Kinderheilstätte Hohenlychen

Als Folge der in der zweiten Hälfte des 19. Jahrhunderts entwickelten Behandlung der Tuberkulose, die viel Sonnenlicht, saubere Luft, eine ausgewogene Ernährung und ausreichend Bewegung voraussetzte, entstanden zunächst Privatsanatorien für wohlhabende Patienten. Von der Krankheit betroffen war aber vor allem ein erheblicher Teil der Arbeiterschaft. Deshalb sahen sich die in den 1890er Jahren nach der Verabschiedung der ersten Sozialgesetzgebung entstehenden Landesversicherungsanstalten in der Pflicht, in größerer Zahl Heilstätten zu errichten. In den Jahren 1898 bis 1904 herrschte ein regelrechter Bauboom – allein in Preußen wurden 49 Heilstätten neu gebaut und bestehende erweitert.[1]

1902 erwarb Gotthold Pannwitz, der Gründer des Zentralkomitees zur Errichtung von Heilstätten für Lungenkranke, für den Volksheilstättenverein des Deutschen Roten Kreuzes rund ein Hektar Land von der Stadt Lychen. Der Heilbetrieb fand zunächst versuchsweise für drei Monate im Sommer statt. Es wurden zwei Baracken aufgestellt, in denen 16 Mädchen und 16 Jungen untergebracht werden konnten. Hinzu kam eine Wirtschaftsbaracke. Die Mahlzeiten wurden 1902 im nahegelegenen Gasthof „Schützenhaus“ eingenommen, ab dem Sommer 1903 gab es bereits ein eigenes Speisehaus mit Küche auf dem Gelände.[2]

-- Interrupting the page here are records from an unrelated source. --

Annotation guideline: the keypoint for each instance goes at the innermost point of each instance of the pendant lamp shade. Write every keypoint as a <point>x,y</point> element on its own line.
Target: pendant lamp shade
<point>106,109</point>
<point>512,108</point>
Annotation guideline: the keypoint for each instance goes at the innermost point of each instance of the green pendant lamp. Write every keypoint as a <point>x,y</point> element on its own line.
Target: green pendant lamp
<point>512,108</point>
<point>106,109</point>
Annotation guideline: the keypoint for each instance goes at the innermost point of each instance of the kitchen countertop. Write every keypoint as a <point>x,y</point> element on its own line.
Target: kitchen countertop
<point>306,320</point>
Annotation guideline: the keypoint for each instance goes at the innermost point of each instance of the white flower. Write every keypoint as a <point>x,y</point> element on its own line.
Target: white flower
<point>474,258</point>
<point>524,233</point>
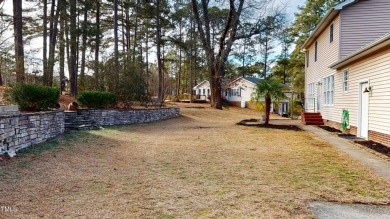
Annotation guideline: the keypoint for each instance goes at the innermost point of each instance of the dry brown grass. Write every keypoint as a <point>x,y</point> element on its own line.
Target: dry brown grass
<point>200,165</point>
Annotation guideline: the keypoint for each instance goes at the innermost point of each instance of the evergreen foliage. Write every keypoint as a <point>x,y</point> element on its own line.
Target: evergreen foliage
<point>32,97</point>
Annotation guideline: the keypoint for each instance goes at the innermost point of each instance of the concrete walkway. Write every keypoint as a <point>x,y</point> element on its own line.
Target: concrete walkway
<point>326,210</point>
<point>377,164</point>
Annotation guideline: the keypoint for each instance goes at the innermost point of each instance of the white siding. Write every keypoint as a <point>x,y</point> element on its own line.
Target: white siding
<point>362,23</point>
<point>376,70</point>
<point>327,54</point>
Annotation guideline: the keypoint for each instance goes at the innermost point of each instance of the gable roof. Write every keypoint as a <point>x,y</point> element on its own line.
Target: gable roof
<point>365,50</point>
<point>326,20</point>
<point>252,79</point>
<point>201,83</point>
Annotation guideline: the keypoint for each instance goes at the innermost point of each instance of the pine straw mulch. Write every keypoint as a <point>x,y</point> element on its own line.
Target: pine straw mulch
<point>200,165</point>
<point>257,123</point>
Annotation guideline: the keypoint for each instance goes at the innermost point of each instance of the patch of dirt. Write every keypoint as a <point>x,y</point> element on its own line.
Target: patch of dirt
<point>378,147</point>
<point>253,123</point>
<point>65,100</point>
<point>283,127</point>
<point>329,129</point>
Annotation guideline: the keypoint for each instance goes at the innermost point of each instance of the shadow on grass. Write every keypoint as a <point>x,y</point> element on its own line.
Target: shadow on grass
<point>49,145</point>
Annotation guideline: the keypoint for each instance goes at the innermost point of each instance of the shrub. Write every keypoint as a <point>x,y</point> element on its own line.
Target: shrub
<point>32,97</point>
<point>97,99</point>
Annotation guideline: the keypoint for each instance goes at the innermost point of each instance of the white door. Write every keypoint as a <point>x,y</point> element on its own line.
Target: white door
<point>363,126</point>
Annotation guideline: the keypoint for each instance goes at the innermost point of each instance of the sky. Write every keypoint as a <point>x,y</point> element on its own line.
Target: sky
<point>35,47</point>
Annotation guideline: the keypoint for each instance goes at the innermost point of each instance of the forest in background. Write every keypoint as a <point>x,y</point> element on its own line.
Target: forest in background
<point>106,45</point>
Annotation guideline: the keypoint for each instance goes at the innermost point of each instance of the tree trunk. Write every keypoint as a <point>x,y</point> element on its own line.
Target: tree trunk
<point>83,48</point>
<point>73,48</point>
<point>116,46</point>
<point>267,109</point>
<point>1,71</point>
<point>18,39</point>
<point>67,44</point>
<point>62,45</point>
<point>136,30</point>
<point>97,45</point>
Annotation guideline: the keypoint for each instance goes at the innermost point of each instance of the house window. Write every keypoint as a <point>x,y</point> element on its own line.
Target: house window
<point>328,88</point>
<point>345,80</point>
<point>311,95</point>
<point>331,33</point>
<point>307,58</point>
<point>236,92</point>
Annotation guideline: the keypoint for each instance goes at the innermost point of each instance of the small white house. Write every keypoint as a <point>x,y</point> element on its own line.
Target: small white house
<point>202,90</point>
<point>240,91</point>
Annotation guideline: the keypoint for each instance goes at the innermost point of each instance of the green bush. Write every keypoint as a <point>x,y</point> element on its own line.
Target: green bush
<point>32,97</point>
<point>97,99</point>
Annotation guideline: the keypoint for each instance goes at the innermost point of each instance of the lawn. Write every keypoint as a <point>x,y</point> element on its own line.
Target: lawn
<point>200,165</point>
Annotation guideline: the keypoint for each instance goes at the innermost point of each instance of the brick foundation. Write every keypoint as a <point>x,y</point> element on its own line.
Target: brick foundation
<point>235,103</point>
<point>372,135</point>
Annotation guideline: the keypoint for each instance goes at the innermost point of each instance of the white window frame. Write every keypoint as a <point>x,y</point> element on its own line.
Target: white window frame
<point>331,33</point>
<point>310,94</point>
<point>346,80</point>
<point>236,92</point>
<point>328,90</point>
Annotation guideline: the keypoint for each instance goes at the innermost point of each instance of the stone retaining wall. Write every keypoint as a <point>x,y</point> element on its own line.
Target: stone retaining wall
<point>104,117</point>
<point>23,130</point>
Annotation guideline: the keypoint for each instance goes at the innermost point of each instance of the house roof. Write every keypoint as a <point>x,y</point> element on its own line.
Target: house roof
<point>201,83</point>
<point>365,50</point>
<point>252,80</point>
<point>326,20</point>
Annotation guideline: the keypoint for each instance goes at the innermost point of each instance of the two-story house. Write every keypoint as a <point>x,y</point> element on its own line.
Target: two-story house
<point>348,68</point>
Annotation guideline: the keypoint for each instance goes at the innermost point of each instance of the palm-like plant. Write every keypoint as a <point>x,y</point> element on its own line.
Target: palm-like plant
<point>269,89</point>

Nachdem die Stadt nach anfänglichem Widerstand einer Erweiterung des Geländes um weitere zwei Hektar zugestimmt hatte, wurden im Jahr 1903 die ersten massiven Gebäude zur Aufnahme von 60 Kindern errichtet. Im Oktober wurde das Mädchenhaus für 20 Patientinnen eröffnet. Der bauliche Entwurf für die Heilanstalten stammte von den Architekten Paul Hakenholzund Paul Brandes. Das Anstaltsgelände umfasste schließlich insgesamt eine Fläche von fast 16 Hektar.

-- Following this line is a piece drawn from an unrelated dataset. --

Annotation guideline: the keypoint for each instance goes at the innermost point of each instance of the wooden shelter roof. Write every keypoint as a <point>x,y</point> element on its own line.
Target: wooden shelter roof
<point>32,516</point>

1904 wurde die Helenenkapelle von Heinrich Venn gestiftet.[3] 1905 trat ein weiterer Verein dem Projekt bei und errichtete bis 1907 das für 90 Kinder ausgelegte „Cecilienheim“, die erste Klinik in Preußen, die chirurgische und orthopädische Behandlungen für Kinder anbot. 1907 kam ein drittes Schlafgebäude für lungentuberkulöse Kinder hinzu, in das eine Badeanstalt integriert war.[2]

Die Anlage wurde laufend erweitert. Bis zur Mitte der 1920er Jahre wurden am Standort Hohenlychen 47 Gebäude errichtet. Die Heilstätte bestand aus 15 medizinischen Fachabteilungen, deren wichtigste die „Viktoria-Luise-Kinderheilstätte“ für tuberkulosekranke Kinder und das „Kaiserin-Auguste-Viktoria-Sanatorium“ für tuberkulosekranke Frauen waren. Daneben gab es u. a. das Kindererholungsheim „Waldfrieden“ für tuberkulosebedrohte Kinder, das „Werner-Krankenhaus“ für chirurgische Eingriffe, die Ferienkolonie am Zenssee für tuberkulosekranke Kinder und die „ländliche Kolonie Königin-Luise-Andenken“. Zur Anstalt gehörte ein kleiner Bauernhof und die staatlich anerkannte Krankenschwesternschule „Augusta-Helferinnen-Schule“. Der Heilstättenverein betrieb ab Januar 1910 auch ein eigenes Kurhotel in der Nähe des Lychener Bahnhofs.[2]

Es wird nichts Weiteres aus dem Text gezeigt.